5 Resurrected Golf Courses Getting New Life

Located next to Hawaii Volcanoes National Park, a 10-minute drive to the Kilauea Crater, Volcano Golf Course on the Big Island has been reborn.

Closed for several years, the 100-year-old property is lush, green, and at 4,000 feet above sea level, sits at a higher elevation than many other Hawaii golf courses. It’s also an important part of the community, on land owned by the local Kamehameha Schools, and was the location of one of the most indelible images of the obsession that defines golf—with golfers playing on as a massive ash plume from the Kilauea volcano rose behind them back in 2018.

new life golf courses
(photo by Getty Images)

In early 2020, just before onset of the pandemic, the facility closed due to a dispute between the school district and the previous operator. But the course, which treats golfers to views of both Mauna Loa and Mauna Kea and is home to nēnē, the Hawaiian state bird that nests throughout the property, welcomed back golfers this April with a new management team (Troon/Indigo Sports) and renewed optimism.

At a time when golf’s play and popularity are surging, Volcano is among a number of shuttered courses that have gotten a new lease on life.

In Johnsonville, S.C., about an hour inland from Myrtle Beach, Wellman Golf Club is back after an even longer closure: 12 years.

In 2010, at the tail end of the Great Recession, the course was shut down after its owners filed for bankruptcy protection. After being mothballed for a decade, the golf course was purchased by the county in 2021 and will soon reopen as a municipal facility leased by the city of Johnsonville. Golf architect Rees Jones is teaming with co-designer Bryce Swanson to restore and enhance the new Wellman Club into an 18-hole championship course intended to be a source of local pride and attract golf tourists from the Myrtle Beach area.

“The city has itself a golf course that people are going to hear about and people are going to come from afar. You’ll find that this does a lot for the economy,” says Jones, who called the gently flowing, sand-based site perfect for the game of golf. “It’s so much fun watching the residents walk around as we resurrect the golf course. There’s so much excitement.”

Several hours south in Hardeeville, S.C., about 30 minutes inland from Hilton Head Island, a golf course within a gated community has also been reborn.

Hampton Pointe had originally been planned as a project with more than 1,000 homes and a golf course from Nicklaus Design. Ground was broken back in 2006, but when the housing market crashed, development stalled. While the golf course opened for a short time, it wasn’t really sustainable with only a fraction of the expected housing component and the owner, Toll Brothers, put it on ice for over a decade.

Now, thanks to a resurgence in play—not to mention a renewed interest in community living driven by the pandemic—the 18-hole course and its fairway-living real estate have made a comeback.
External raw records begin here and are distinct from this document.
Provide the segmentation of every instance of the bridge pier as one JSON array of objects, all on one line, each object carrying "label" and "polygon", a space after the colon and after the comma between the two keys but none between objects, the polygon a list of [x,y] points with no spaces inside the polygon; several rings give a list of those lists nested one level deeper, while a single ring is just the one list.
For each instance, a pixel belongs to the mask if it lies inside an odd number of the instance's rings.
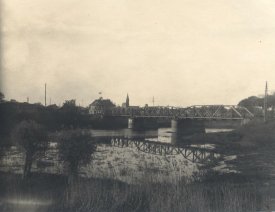
[{"label": "bridge pier", "polygon": [[135,117],[128,119],[128,128],[133,130],[157,129],[158,122],[155,118]]},{"label": "bridge pier", "polygon": [[205,133],[204,121],[194,119],[172,119],[171,130],[182,135]]}]

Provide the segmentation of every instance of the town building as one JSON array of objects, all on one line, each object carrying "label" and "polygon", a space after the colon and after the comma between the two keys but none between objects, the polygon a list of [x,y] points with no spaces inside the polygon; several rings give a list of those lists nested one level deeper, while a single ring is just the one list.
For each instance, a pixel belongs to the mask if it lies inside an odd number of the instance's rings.
[{"label": "town building", "polygon": [[110,99],[99,99],[94,100],[89,105],[89,114],[91,115],[106,115],[111,112],[112,108],[115,107],[115,104]]}]

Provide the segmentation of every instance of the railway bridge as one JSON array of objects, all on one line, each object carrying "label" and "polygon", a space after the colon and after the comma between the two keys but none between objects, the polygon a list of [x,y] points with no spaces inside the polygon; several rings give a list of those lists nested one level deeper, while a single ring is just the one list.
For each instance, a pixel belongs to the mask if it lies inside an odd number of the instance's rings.
[{"label": "railway bridge", "polygon": [[181,107],[115,107],[110,117],[127,117],[128,128],[148,129],[156,126],[157,120],[171,121],[173,132],[192,134],[204,132],[205,122],[230,122],[247,124],[254,115],[245,107],[237,105],[194,105]]}]

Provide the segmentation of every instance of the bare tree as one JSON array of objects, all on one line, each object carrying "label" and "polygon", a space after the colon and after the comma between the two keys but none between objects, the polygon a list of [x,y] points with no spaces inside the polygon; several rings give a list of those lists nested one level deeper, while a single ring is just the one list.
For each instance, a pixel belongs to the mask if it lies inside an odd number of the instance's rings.
[{"label": "bare tree", "polygon": [[5,99],[5,95],[0,91],[0,102],[3,102]]},{"label": "bare tree", "polygon": [[71,184],[77,178],[79,166],[92,160],[96,144],[87,131],[66,131],[60,136],[58,149],[59,158],[68,165],[68,182]]},{"label": "bare tree", "polygon": [[25,153],[23,179],[31,173],[32,163],[48,147],[47,131],[35,121],[22,121],[13,133],[13,140]]}]

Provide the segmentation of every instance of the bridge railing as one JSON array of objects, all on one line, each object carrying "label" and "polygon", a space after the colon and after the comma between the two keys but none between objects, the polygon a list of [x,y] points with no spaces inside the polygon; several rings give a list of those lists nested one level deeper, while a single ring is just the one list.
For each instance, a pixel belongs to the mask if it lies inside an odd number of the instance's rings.
[{"label": "bridge railing", "polygon": [[178,118],[213,118],[244,119],[253,118],[245,107],[235,105],[194,105],[187,108],[168,107],[116,107],[111,116],[129,117],[178,117]]}]

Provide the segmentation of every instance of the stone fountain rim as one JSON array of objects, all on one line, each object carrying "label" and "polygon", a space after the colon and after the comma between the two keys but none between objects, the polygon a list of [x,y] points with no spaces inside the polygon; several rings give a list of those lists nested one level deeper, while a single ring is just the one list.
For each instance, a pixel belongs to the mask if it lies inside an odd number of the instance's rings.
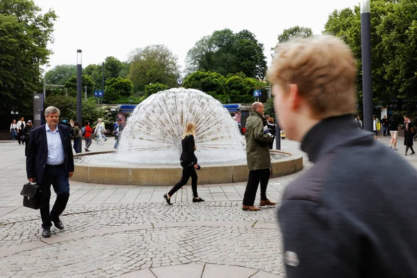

Rebranded as Riverton Pointe, the long-abandoned golf course recently reopened after a major overhaul by Nicklaus Design and Heritage Links.
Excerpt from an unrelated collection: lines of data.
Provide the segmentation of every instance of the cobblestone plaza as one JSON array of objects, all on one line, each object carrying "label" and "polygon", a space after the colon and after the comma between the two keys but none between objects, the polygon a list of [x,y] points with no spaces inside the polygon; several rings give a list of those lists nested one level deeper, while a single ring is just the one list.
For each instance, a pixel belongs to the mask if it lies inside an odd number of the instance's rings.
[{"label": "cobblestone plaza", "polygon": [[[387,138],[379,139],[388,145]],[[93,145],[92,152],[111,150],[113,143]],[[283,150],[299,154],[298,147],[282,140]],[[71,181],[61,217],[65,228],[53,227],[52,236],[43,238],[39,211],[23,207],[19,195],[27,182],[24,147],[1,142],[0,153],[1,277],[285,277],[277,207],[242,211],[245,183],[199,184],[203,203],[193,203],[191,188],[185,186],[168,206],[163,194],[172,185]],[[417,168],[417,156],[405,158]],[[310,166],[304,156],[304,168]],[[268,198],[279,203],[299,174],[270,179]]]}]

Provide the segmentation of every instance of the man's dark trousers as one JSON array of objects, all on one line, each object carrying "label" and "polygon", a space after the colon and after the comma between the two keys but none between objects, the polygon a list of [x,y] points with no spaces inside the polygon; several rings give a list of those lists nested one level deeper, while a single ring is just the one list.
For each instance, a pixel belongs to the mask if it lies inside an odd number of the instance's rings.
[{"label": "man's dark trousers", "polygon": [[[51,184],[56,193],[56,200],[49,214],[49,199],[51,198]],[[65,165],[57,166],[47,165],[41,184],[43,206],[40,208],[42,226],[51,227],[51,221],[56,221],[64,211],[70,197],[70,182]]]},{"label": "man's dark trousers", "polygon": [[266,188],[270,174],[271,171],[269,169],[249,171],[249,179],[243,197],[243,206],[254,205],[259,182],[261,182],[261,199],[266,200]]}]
Even in a crowded market like Phoenix, Ahwatukee Lakes has now reopened to the public nine years after being closed and offers a $20 rate for the nine holes that have been restored. Or in more remote spots such as the Tamarack Resort in Idaho—an all-season destination 90 miles north of Boise—which in 2023 plans to reopen an 18-hole championship course designed by Robert Trent Jones Jr., Osprey Meadows, that closed for play in 2015.
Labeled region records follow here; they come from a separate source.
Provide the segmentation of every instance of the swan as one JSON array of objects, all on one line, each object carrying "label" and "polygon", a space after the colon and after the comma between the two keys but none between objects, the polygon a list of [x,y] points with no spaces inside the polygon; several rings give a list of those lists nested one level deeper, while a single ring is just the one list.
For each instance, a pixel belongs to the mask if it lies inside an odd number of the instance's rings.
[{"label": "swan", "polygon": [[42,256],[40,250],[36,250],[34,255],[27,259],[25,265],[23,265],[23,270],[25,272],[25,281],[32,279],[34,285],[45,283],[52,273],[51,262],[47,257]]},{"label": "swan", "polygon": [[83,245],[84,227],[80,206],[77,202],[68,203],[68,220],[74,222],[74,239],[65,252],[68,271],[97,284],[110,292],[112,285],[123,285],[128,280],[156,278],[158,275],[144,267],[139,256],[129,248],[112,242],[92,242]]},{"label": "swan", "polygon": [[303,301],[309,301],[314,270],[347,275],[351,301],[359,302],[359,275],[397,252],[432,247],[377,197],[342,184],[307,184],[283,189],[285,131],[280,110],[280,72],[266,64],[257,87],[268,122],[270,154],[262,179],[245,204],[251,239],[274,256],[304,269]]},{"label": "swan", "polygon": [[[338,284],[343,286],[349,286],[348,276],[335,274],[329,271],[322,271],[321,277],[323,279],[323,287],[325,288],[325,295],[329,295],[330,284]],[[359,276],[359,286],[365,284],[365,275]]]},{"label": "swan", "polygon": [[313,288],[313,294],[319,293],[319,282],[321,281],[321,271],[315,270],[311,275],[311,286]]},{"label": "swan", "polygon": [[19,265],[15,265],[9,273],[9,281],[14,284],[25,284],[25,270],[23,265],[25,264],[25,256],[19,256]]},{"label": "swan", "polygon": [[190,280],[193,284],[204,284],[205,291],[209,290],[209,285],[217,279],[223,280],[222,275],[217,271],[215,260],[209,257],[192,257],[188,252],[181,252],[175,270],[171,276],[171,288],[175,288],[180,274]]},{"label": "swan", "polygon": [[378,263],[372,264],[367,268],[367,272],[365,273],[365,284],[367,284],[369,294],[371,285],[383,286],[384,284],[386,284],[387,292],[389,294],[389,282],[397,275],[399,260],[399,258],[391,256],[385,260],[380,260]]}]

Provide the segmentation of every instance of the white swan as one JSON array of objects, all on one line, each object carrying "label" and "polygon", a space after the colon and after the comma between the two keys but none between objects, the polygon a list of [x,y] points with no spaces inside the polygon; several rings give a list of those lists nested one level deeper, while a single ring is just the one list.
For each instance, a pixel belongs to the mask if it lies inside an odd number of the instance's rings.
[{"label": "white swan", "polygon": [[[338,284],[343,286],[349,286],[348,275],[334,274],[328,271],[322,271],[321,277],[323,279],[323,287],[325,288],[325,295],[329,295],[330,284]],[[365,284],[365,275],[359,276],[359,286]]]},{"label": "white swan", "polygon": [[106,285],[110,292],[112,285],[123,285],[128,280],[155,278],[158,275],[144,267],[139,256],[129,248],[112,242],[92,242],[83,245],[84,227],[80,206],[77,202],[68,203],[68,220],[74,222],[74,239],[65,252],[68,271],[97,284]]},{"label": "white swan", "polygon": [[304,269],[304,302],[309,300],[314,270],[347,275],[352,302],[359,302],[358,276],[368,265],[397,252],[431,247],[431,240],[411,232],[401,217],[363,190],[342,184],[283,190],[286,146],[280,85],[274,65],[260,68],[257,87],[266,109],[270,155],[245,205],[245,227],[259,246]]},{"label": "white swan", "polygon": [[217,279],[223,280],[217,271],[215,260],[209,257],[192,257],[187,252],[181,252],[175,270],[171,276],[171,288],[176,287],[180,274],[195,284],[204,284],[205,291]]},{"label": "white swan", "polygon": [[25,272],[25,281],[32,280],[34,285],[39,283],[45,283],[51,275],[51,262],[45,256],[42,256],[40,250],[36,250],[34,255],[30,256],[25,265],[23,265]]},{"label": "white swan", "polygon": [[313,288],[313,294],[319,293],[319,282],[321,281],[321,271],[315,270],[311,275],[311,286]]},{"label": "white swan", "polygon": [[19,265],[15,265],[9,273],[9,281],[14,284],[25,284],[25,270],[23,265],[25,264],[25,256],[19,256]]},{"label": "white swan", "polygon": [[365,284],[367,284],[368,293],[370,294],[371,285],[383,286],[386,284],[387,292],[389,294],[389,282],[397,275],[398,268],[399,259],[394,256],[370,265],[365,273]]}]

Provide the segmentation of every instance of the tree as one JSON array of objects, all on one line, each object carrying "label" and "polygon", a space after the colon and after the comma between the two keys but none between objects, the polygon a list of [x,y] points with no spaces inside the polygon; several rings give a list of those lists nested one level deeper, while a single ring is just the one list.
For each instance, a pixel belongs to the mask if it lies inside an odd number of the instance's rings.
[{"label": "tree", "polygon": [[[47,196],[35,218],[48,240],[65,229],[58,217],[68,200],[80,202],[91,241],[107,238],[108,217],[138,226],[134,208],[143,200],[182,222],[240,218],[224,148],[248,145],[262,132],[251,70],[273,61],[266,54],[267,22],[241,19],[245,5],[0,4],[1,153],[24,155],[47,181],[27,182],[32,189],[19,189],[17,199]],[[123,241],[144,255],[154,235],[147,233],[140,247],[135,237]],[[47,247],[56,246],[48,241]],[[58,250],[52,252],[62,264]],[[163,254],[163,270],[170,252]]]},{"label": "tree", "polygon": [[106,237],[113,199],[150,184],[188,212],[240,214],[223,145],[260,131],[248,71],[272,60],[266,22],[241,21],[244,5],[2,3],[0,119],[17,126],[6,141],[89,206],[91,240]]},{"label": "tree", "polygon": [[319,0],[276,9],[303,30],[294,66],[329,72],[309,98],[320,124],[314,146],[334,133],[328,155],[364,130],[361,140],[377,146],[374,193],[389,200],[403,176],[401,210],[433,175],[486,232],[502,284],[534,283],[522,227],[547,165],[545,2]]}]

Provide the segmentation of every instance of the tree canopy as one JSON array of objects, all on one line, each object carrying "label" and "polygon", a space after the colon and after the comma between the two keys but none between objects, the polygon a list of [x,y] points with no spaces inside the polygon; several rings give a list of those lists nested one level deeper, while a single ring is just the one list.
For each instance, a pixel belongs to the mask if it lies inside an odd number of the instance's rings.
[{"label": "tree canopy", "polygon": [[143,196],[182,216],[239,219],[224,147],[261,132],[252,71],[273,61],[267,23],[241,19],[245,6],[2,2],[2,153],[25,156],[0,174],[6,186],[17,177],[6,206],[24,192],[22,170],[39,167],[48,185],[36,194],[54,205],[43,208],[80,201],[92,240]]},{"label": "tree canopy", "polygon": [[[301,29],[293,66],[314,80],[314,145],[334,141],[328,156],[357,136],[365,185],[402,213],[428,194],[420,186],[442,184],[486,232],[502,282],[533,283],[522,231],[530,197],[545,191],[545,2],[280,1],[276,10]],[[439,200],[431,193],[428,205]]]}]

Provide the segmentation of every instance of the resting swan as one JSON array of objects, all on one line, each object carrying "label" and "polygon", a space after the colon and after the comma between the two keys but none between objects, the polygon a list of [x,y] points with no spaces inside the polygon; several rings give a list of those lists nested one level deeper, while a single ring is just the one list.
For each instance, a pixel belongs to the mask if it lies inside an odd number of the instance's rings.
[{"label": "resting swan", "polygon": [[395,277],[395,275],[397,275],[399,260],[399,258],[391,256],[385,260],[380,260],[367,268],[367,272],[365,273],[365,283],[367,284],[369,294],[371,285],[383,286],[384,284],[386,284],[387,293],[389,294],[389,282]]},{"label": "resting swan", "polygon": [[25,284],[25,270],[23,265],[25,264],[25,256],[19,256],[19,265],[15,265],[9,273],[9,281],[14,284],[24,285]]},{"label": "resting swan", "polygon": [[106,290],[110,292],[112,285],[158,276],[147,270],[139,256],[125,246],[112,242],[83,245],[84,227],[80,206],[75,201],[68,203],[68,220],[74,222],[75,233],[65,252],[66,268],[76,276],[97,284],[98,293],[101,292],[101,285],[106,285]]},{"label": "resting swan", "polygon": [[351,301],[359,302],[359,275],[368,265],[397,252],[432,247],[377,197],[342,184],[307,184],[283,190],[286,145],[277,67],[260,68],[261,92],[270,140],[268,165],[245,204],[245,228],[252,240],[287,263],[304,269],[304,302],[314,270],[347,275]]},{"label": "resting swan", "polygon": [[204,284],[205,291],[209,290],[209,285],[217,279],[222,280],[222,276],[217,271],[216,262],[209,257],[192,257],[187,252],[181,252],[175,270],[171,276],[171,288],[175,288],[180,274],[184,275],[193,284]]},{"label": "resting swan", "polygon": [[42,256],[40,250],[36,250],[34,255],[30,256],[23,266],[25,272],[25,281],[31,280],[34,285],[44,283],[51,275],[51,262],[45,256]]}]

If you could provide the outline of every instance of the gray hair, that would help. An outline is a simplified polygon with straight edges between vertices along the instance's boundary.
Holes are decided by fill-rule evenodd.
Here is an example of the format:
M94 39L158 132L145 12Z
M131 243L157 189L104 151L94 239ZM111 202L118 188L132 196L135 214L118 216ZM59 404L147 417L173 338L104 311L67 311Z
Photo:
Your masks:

This isn’t to say golf courses aren’t continuing to close. They are—no different than any business.

But as the recent record levels of play indicate, closures aren’t an indicator of the game’s popularity. It speaks more to the appeal of golf course land. At about an average of 150 acres for an 18-hole layout, it’s no wonder that developers are willing to offer good money for land in and around urban areas. And it’s not surprising that some course owners in competitive markets decide to sell. Remember, the U.S. has no shortage of golf options, with more courses nationwide (16,000-plus) than McDonald’s restaurants.

As such, the comeback of long-shuttered golf courses isn’t something the golf industry has seen much of since the Great Depression.

Have you heard of other golf courses reopening recently after a lengthy closure?